He imagines a future time in which a hazardous asteroid is spotted coming our way. It can be immediately studied to learn its properties and these numbers can be compared to those of Didymoon. “You put these numbers into the computer and it tells you exactly how hard to hit it to deflect it,” says Carnelli.

Hera is due to set out from Earth in 2025, but only if funding can be secured © NASA
Hera is due to set out from Earth in 2025, but only if funding can be secured © NASA

In other words, Hera completes DART by making the mission a precise deflection test that can be widely applied to any incoming object we detect in this size range. But there is a big hurdle for the mission to cross: funding.

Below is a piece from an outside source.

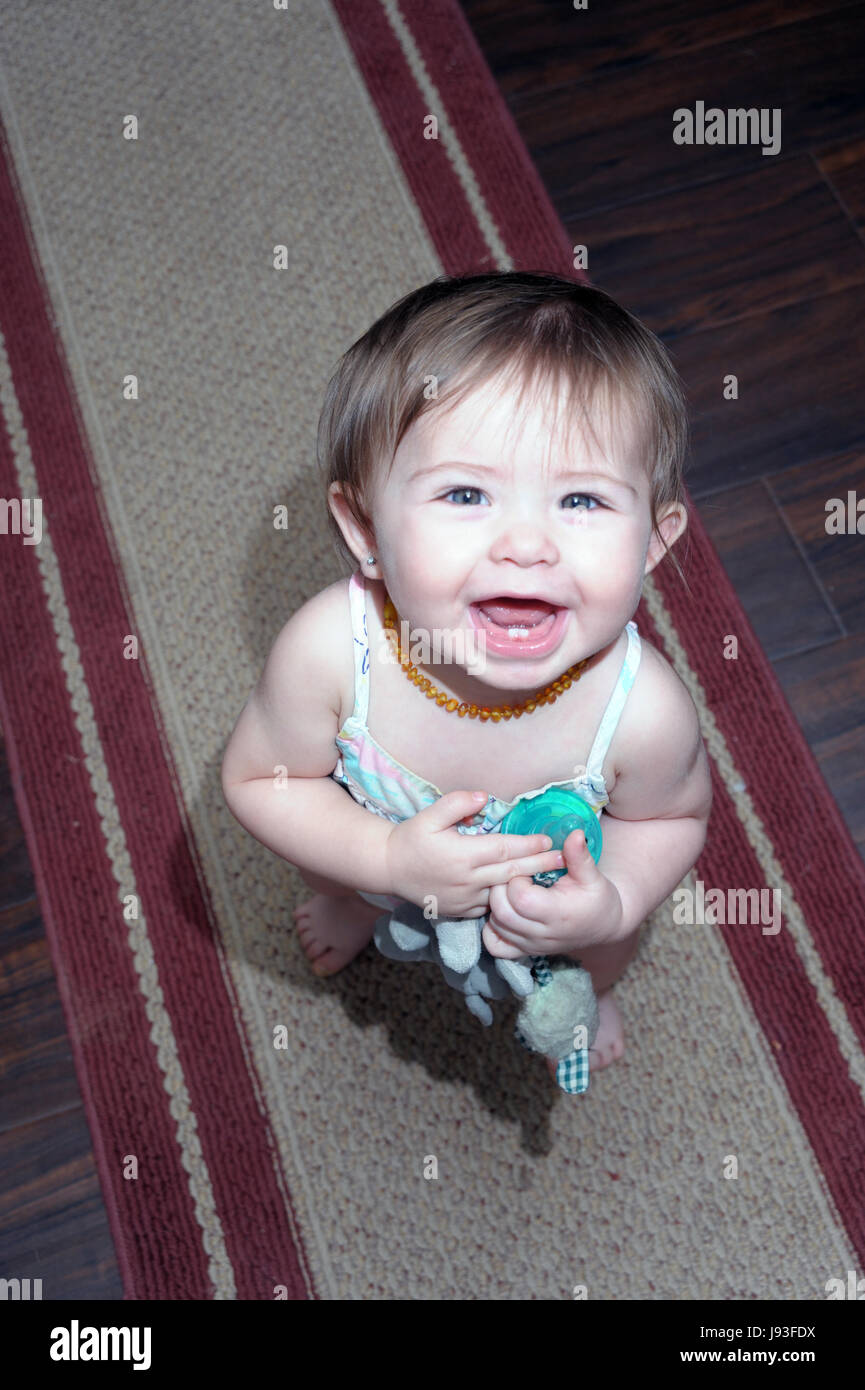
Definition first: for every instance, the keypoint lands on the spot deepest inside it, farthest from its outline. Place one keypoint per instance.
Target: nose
(523, 535)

NASA’s DART is fully funded. It’s being built and will launch in two years’ time. Hera needs €140m (£128m approx) from European science ministers this November to be built, and then an additional €160m (£146m approx) in three years’ time to be launched and operated. The funding is not guaranteed. A previous version of the mission was rejected in 2016.

For Carnelli, who has been studying asteroid deflection tests at ESA since the early 2000s, this is something of a do-or-die moment. “In 2003-4, asteroid deflection was still quite fictional in terms of asteroid deflection techniques,” he says.

“I still remember when people were proposing to paint asteroids, or attach them to solar sails, or to anchor some ion propulsion systems. All of this has disappeared. There is a very well-established planetary defence community now. And as a community, we know what we want. We just need to get it done.”

Because in real life, we won’t have Bruce Willis to save us.